Durch eine von Projektbeginn an aktive BIM-Planung ist ein erhöhter Modellierungsaufwand im Anschluss nicht mehr nötig. Das reduziert den weiterführenden Arbeitsaufwand in die virtuelle Realität auf ein Minimum und bietet zusätzliche interessante Aspekte. Unter anderem soll hier der Modellaustausch mit einer geeigneten Software des 3D-Druckens erwähnt werden. Somit kann die Entwurfsarbeit, in Ergänzung zu herkömmlichen Modellbauarbeiten, durch ein plastisch gedrucktes Modell unterstütz werden.
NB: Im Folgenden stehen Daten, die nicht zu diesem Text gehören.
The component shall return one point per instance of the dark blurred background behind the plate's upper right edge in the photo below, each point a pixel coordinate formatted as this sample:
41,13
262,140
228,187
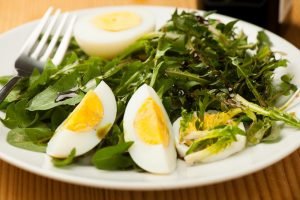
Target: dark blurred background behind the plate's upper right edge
279,16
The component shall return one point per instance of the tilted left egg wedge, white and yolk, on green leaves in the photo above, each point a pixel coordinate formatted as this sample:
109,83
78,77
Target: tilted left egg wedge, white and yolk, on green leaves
89,122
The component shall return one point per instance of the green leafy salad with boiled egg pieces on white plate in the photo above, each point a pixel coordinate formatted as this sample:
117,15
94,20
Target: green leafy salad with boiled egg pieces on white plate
195,89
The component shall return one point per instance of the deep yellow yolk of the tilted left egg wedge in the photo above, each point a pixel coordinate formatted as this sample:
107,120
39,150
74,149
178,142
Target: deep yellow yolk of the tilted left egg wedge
86,115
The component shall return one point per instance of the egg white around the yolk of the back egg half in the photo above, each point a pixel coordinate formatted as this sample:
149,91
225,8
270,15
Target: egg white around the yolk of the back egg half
98,42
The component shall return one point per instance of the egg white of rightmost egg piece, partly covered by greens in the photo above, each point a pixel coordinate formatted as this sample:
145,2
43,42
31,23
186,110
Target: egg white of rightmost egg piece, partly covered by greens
205,155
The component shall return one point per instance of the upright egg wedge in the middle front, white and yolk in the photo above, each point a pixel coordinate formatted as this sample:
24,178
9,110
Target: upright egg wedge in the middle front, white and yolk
147,124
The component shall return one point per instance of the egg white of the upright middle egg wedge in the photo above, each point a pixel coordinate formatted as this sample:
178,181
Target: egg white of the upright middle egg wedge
152,158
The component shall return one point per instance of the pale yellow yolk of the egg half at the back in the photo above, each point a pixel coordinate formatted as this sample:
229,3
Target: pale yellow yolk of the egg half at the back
117,21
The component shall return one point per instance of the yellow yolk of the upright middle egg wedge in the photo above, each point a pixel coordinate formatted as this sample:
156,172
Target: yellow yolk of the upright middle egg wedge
150,124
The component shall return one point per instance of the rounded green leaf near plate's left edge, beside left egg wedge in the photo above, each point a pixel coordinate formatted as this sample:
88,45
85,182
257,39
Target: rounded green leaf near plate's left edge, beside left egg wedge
33,139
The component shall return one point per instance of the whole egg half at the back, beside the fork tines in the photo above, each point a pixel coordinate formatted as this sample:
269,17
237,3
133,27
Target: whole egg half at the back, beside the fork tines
108,32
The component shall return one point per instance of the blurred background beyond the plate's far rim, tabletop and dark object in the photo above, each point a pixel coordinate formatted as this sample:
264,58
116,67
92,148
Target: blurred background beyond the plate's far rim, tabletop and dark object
279,16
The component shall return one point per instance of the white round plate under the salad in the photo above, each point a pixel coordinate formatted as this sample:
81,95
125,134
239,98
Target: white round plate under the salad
247,161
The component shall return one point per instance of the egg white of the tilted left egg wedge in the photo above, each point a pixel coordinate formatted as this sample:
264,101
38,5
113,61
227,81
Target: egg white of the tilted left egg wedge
64,140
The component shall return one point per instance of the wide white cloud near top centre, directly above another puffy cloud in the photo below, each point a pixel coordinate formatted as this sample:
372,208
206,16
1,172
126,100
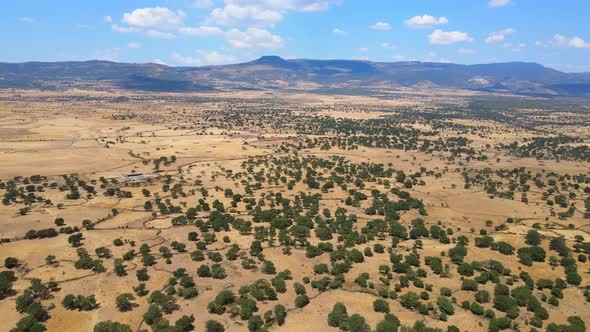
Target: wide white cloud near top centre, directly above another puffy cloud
233,14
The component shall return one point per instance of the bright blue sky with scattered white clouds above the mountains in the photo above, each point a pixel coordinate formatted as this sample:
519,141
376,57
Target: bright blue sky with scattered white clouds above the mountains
204,32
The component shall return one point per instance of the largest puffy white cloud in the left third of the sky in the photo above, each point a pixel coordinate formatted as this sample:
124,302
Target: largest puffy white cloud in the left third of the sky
155,18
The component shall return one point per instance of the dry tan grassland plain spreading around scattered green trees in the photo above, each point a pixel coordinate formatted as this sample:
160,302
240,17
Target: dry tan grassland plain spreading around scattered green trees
53,146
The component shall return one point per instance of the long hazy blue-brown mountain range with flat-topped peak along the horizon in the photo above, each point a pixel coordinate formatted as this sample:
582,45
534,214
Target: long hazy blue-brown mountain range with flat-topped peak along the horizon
273,72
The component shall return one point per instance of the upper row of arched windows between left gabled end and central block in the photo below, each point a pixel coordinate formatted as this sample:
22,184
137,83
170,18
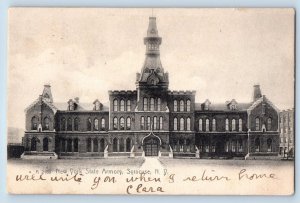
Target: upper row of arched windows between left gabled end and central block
73,124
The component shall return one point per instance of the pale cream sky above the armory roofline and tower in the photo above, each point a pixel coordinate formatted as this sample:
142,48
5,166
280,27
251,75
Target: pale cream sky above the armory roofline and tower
220,53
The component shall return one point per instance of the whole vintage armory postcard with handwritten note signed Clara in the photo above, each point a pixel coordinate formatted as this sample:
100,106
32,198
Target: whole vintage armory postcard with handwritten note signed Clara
151,101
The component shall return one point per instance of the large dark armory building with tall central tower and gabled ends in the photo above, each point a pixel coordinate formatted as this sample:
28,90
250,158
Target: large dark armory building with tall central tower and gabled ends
151,121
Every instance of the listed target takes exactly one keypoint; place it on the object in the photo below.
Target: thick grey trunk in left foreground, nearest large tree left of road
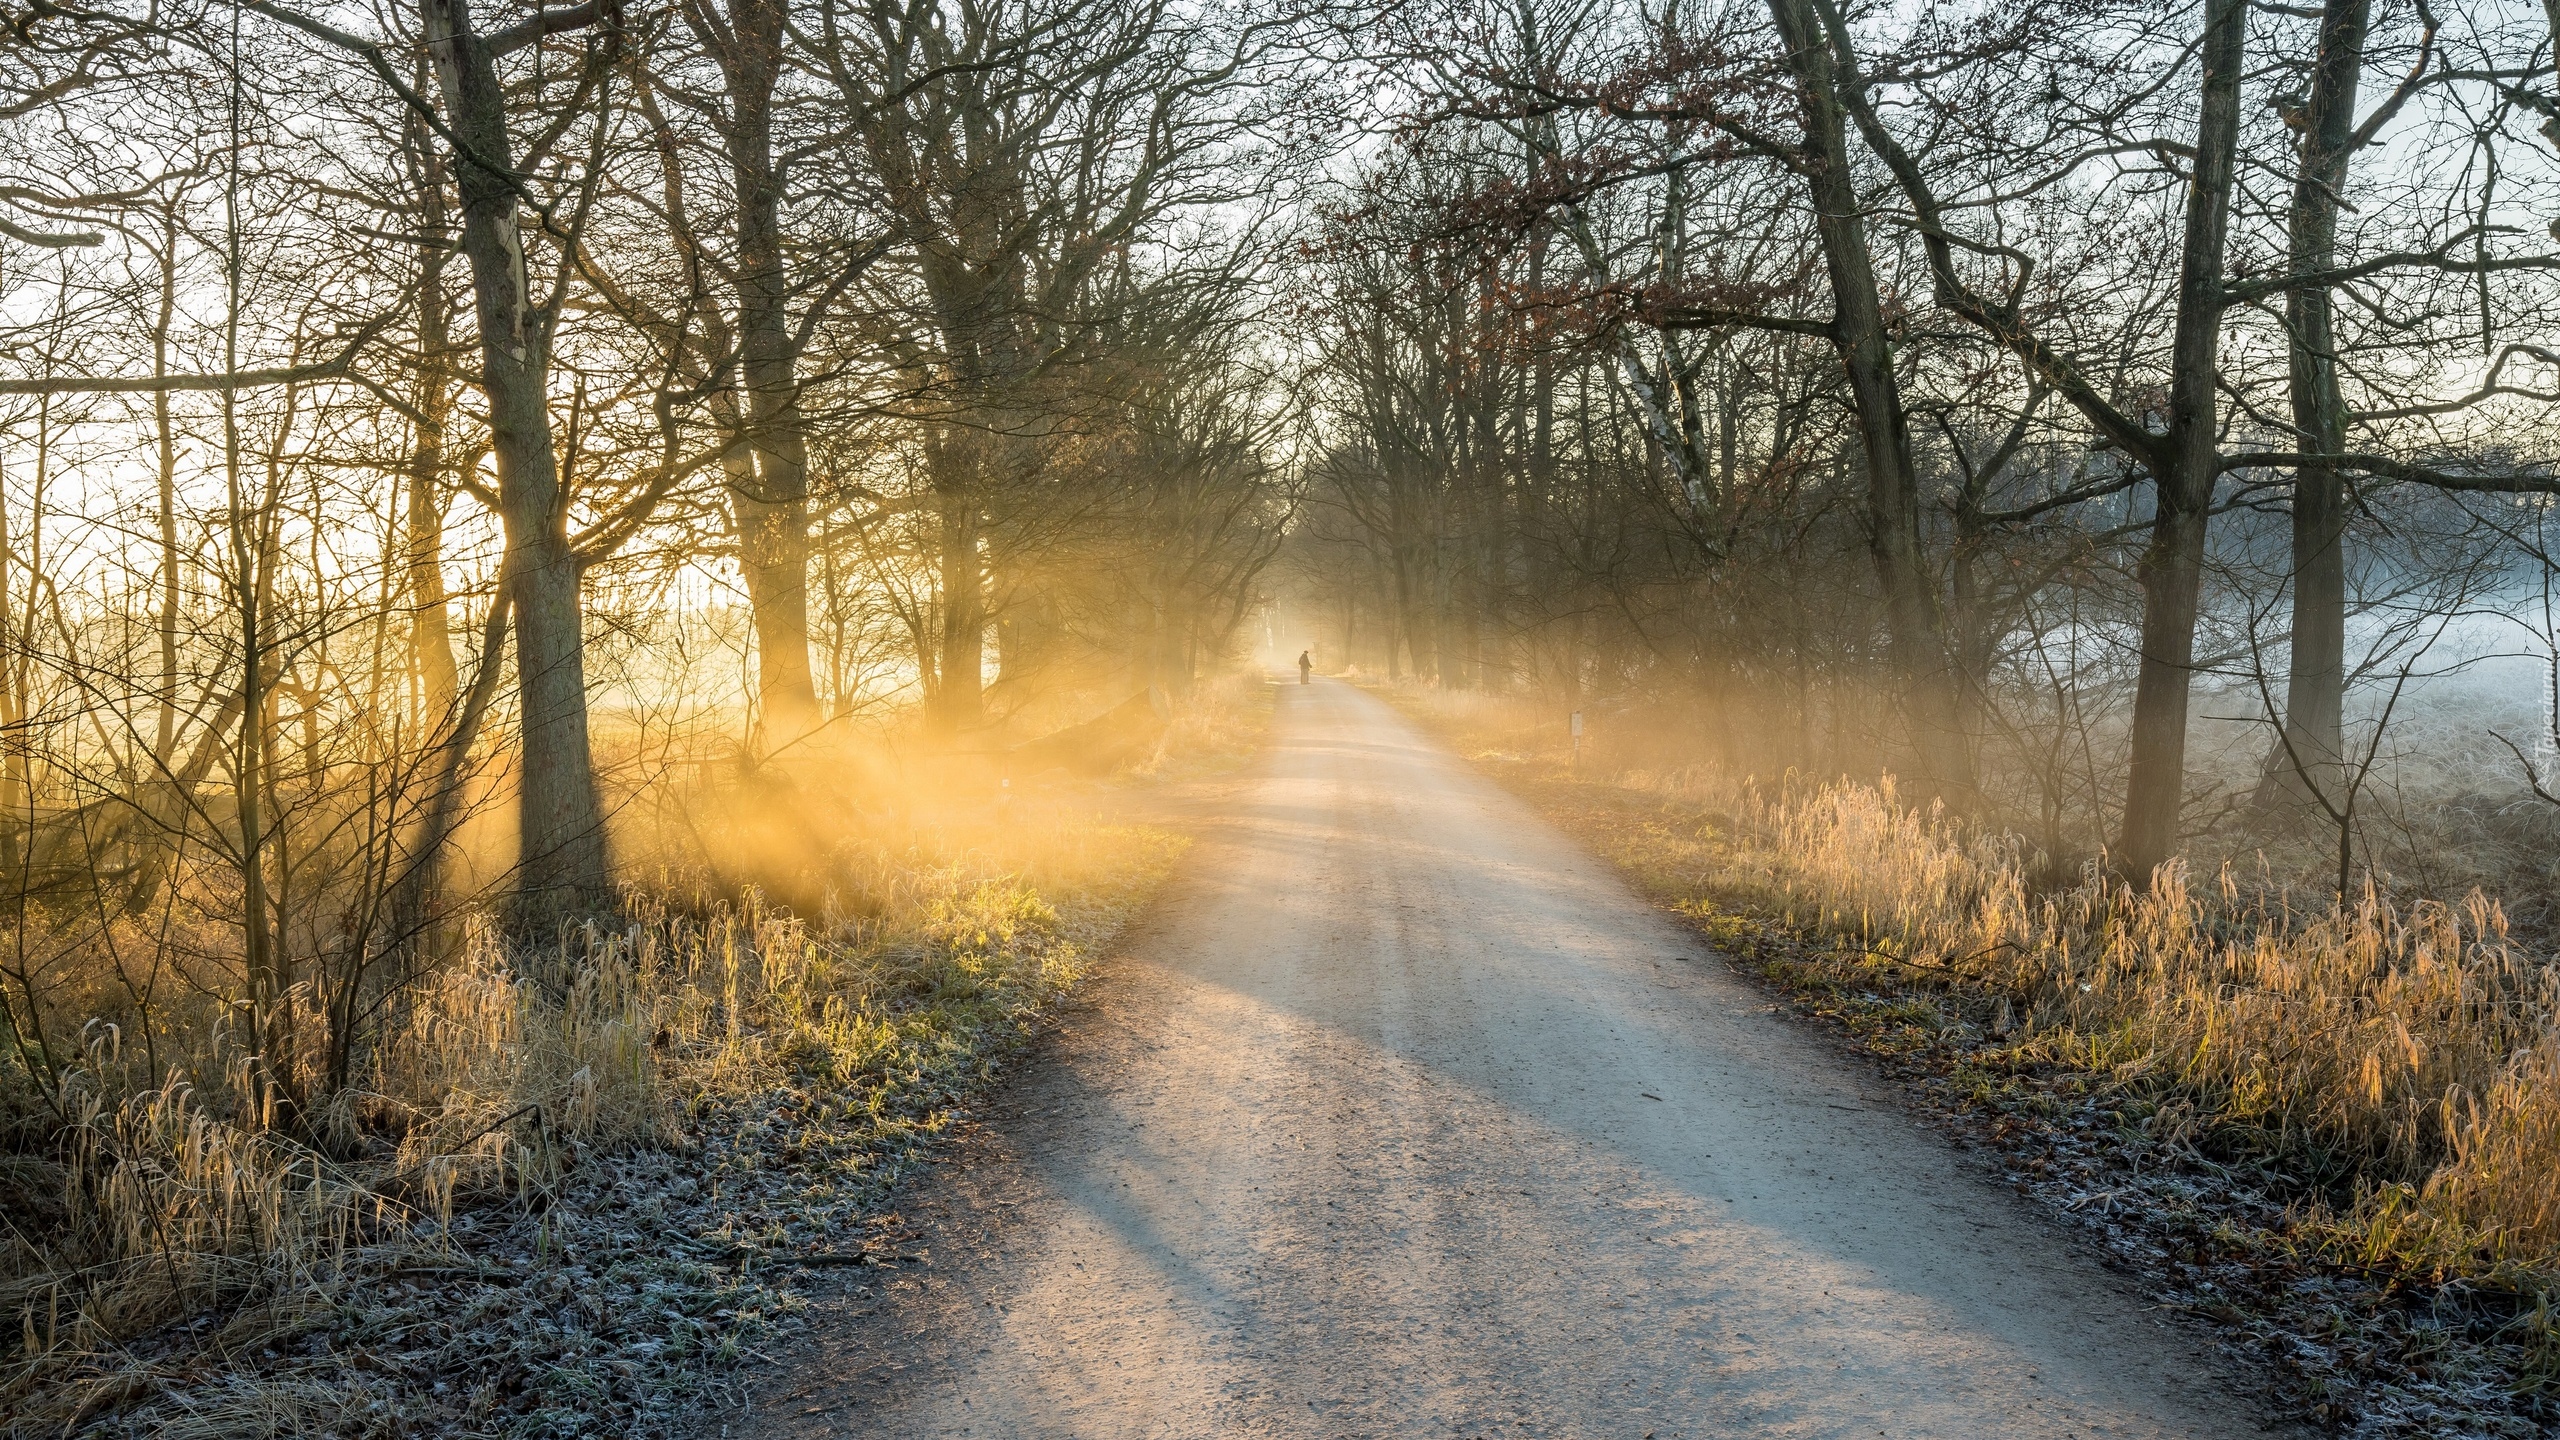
(559, 814)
Anzunehmen ist, dass das BIM auch in der Landschaftsarchitektur zukünftig zum Standard werden wird, was einen großen Vorteil in Bezug auf die weiterführende Technologie der virtuellen Realität bietet. Insbesondere unter diesem Aspekt können auch fachbereichsübergreifende Verknüpfungen und erlebbare Funktionsweisen wie mit Bauingenieuren oder Architekten verwirklicht werden.

Interaktive Meetings mehrerer projektbetroffener Stakeholder, welche gleichzeitig an der "Begehung" eines Entwurfes teilnehmen und darüber aktiv und interaktiv diskutieren können, bieten vielversprechende und zukunftweisende Aussichten.

Literaturverzeichnis

Bormann, A. & Elixmann, R. & Eschenbruch, K &. Forster, C.& Hausknecht, K. & Hecker, D. & Hochmuth, M. & Klempin, C. & Kluge, M. & König, M. & Liebich, T. & Schäferhoff, G & Schmidt, I & Trezeciak, M. & Tulke, J. & Vilgertshofer, S. & Wagner, B. (2019). Datenaustauschformat mit Industry Foundation Classes (IFC). BIM4INFRA2020, Teil 9.

Schauppenlehner, T., Kugler, K., Muhar, A., Bautz, G., (2018). Anwendungserfahrungen von Virtual Reality als Kommunikationswerkzeug in partizipativen Planungsprozessen. Wien: BOKU (Universität für Bodenkultur Wien); Institut für Landschaftsarchitektur.